The direness of this situation deepened just three days ago when the United Nations Environment Programme (UNEP) released this report that says there is “no credible pathway to 1.5C in place” and that the current pledges by States for action by 2030, if delivered in full, would still mean a rise in global warming of about 2.5C.
Attacks on communities and defenders
The UN Human Rights Council has affirmed that “human rights defenders, including environmental human rights defenders, must be ensured a safe and enabling environment to undertake their work free from hindrance and insecurity, in recognition of their important role in supporting States to fulfil their obligations under the Paris Agreement.”
That resolution was adopted in March 2019. At least 639 land and environmental defenders have been killed since then.
Furthermore, as Global Witness documented at COP26, more than 1,005 land and environmental rights defenders have been killed since the Paris Agreement was signed at COP21 in December 2015.
COPINH tweet: The image of Lenca environmental rights defender Berta Caceres was projected on a building in Glasgow during the COP26 summit last year.
Despite this death toll, the 10-page Glasgow work programme on Action for Climate Empowerment that emerged from COP26 in Scotland last year neither references human rights nor environmental defenders.
Renewables and continued attacks
Peace Brigades International-UK Section has also signed this statement that highlights:
“The profit driven extractive model has entrenched and exacerbated inequality, and contributed to driving conflict, environmental damage, attacks on communities and defenders, while simultaneously playing a significant role in emissions.”
The statement further notes: “An energy transition based on this model will fail.”
On that latter point, the statement details: “[There have been] at least 369 attacks on human rights, labour and environmental defenders around the world since 2015, including 98 killings, related to renewable energy projects, and 148 attacks, among them 13 killings, related to transition minerals mining.”
PBI webinar, November 15
To highlight the crucial role of environmental defenders, notably those who protect water, PBI is organizing a webinar for November 15 featuring frontline voices from Colombia, Guatemala, Mexico, Kenya, Nicaragua and Honduras.
To register for that webinar, please click here.
Members of COPINH, including Berta’s daughter Bertha Zúñiga Cáceres, express their solidarity with Wet’suwet’en water protectors in northern British Columbia, Canada. As COP27 begins, a tunnel is being drilled under Wedzin Kwa, a river considered sacred to the Wet’suwet’en peoples, for a fracked gas pipeline that lacks their consent.

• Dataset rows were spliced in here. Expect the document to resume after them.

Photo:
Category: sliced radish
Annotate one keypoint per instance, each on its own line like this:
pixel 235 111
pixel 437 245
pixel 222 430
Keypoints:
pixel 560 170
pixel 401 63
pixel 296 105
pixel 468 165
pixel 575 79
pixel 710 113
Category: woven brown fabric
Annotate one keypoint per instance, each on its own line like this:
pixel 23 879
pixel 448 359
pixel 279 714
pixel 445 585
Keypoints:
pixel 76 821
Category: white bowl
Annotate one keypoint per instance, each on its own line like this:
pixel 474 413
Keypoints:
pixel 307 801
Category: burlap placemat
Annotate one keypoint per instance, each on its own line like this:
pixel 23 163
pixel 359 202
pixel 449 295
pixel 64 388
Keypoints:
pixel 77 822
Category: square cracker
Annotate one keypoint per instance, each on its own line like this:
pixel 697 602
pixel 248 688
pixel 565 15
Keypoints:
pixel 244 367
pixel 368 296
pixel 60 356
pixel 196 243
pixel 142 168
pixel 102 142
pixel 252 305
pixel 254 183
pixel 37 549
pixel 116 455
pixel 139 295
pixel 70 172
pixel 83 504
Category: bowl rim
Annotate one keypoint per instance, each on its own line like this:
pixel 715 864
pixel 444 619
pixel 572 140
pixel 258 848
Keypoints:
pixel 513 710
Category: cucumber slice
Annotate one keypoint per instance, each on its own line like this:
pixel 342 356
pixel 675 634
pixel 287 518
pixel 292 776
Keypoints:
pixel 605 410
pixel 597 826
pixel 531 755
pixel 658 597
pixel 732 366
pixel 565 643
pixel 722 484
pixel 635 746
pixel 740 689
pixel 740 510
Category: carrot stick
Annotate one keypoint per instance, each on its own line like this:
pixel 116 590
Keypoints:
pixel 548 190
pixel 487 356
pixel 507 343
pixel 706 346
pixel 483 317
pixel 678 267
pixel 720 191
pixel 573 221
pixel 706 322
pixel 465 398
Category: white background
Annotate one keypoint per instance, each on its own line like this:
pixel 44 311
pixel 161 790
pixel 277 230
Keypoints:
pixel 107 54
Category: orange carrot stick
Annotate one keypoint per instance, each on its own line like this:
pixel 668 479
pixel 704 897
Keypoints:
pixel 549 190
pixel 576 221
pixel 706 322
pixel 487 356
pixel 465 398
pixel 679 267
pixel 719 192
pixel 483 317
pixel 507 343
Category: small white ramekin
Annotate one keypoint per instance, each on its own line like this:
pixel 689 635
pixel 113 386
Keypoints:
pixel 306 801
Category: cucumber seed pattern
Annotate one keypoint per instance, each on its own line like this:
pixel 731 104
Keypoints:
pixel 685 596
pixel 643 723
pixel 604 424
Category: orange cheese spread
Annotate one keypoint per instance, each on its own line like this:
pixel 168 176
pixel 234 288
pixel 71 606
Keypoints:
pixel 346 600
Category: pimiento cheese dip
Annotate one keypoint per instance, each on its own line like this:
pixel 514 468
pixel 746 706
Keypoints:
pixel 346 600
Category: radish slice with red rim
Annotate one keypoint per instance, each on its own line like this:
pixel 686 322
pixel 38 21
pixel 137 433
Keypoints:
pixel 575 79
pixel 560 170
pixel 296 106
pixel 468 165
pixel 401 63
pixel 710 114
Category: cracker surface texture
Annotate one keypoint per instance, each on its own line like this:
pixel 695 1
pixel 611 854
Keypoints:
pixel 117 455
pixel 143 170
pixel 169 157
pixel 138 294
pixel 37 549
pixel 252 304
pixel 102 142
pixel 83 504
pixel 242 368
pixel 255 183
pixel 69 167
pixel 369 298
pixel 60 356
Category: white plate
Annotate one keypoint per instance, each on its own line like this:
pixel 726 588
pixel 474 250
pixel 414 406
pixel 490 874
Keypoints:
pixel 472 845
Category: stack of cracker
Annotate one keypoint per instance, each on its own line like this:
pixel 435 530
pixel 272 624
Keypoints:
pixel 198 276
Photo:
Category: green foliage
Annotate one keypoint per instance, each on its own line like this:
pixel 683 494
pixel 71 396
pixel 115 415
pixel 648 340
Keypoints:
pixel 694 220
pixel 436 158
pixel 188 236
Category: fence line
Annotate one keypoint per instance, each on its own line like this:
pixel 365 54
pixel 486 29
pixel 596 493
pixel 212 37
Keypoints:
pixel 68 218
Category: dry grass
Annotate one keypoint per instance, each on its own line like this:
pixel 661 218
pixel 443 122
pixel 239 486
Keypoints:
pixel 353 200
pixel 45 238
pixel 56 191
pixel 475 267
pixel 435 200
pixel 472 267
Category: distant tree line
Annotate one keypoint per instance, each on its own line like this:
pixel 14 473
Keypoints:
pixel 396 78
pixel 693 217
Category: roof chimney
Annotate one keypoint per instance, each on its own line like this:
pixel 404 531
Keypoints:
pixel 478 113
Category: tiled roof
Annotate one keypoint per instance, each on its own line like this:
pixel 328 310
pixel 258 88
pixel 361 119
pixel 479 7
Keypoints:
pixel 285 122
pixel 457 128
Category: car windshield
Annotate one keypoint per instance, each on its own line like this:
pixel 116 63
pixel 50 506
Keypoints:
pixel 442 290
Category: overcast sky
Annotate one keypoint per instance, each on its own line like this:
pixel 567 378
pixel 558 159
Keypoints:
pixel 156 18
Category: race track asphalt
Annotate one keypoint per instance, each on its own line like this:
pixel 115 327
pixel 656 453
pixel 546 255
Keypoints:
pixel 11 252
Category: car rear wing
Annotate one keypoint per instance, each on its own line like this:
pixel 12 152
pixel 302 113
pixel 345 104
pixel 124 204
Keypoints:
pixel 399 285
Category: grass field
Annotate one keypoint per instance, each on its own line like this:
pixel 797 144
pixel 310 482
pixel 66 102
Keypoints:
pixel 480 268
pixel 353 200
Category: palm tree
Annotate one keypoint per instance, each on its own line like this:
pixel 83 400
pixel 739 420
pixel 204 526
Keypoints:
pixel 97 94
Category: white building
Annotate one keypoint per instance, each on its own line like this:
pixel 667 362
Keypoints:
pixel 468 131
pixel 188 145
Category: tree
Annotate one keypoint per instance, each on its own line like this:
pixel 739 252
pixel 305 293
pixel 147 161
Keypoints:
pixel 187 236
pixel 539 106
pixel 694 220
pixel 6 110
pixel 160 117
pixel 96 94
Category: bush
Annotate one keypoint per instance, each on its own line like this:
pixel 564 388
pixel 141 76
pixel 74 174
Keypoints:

“Let us wake up! We’re out of time. We must shake our conscience free of the rapacious capitalism, racism and patriarchy that will only assure our own self-destruction. The Gualcarque River has called upon us, as have other gravely threatened rivers. We must answer their call. Our Mother Earth – militarized, fenced-in, poisoned, a place where basic rights are systematically violated – demands that we take action.”- Berta Cáceres, April 2015.